In Perl, this requires a single line using the List::Util library, which is basic and highly optimized:
my $newpaths = join ';', uniq split /;/, $paths;
How it works? split will create a list of paths that separate the character ; ; uniq will ensure that there are no repetitions; join will again create a string of paths separated by a character ; .

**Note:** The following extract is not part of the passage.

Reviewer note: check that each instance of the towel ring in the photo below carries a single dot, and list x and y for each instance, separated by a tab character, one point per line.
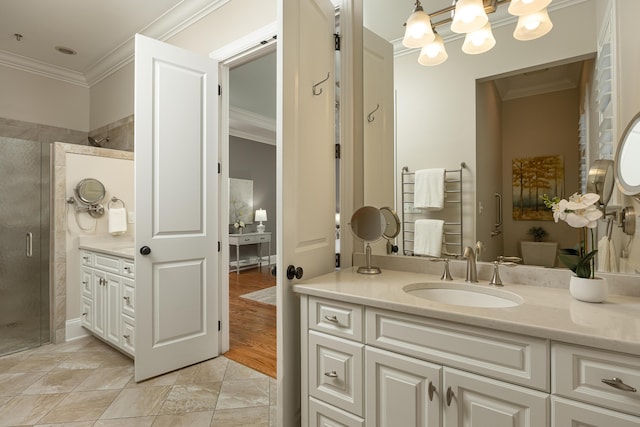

If the path case is not important, then:
my $newpaths = join ';', uniq split /;/, lc $paths;
A complete program may be:
use strict; use warnings; use List::Util qw( uniq ); my $paths = 'C:\Users\user\Desktop\TESTING\path1;C:\Users\user\Desktop\TESTING\path5;C:\Users\user\Desktop\TESTING\path1;C:\Users\user\Desktop\TESTING\path6;C:\Users\user\Desktop\TESTING\path1;C:\Users\user\Desktop\TESTING\path3;C:\Users\user\Desktop\TESTING\path1;C:\Users\user\Desktop\TESTING\path3;'; my $newpaths = join ';', uniq split /;/, $paths; print $newpaths, "\n";
To do something interesting, give time to this decision against the one using a temporary hash. This is a synchronization program:
use strict; use warnings; use List::Util qw( uniq ); use Time::HiRes qw( time ); my @p; for( my $i = 0; $i < 1000000; $i++ ) { push @p, 'C:\This\is\a\random\path' . int(rand(250000)); } my $paths = join ';', @p; my $t = time(); my $newpaths = join ';', uniq split /;/, $paths; $t = time() - $t; print 'Time with uniq: ', $t, "\n"; $t = time(); my %temp = map { $_ => 1 } split /;/, $paths; $newpaths = join ';', keys %temp; $t = time() - $t; print 'Time with temporaty hash: ', $t, "\n";
It generates 1 million random paths, which should have a 5: 1 duplicate ratio (5 duplicates of each path). The time for the server on which I tested this:
Time with uniq: 0.849196910858154 Time with temporaty hash: 1.29486703872681
Which makes the uniq library faster than a temporary hash. With 100: 1 duplicates:
Time with uniq: 0.526581048965454 Time with temporaty hash: 0.823433876037598
With 10000: 1 duplicates:
Time with uniq: 0.423808097839355 Time with temporaty hash: 0.736939907073975
Both algorithms work less than the more duplicates found. uniq performs consistently better when duplicates increase.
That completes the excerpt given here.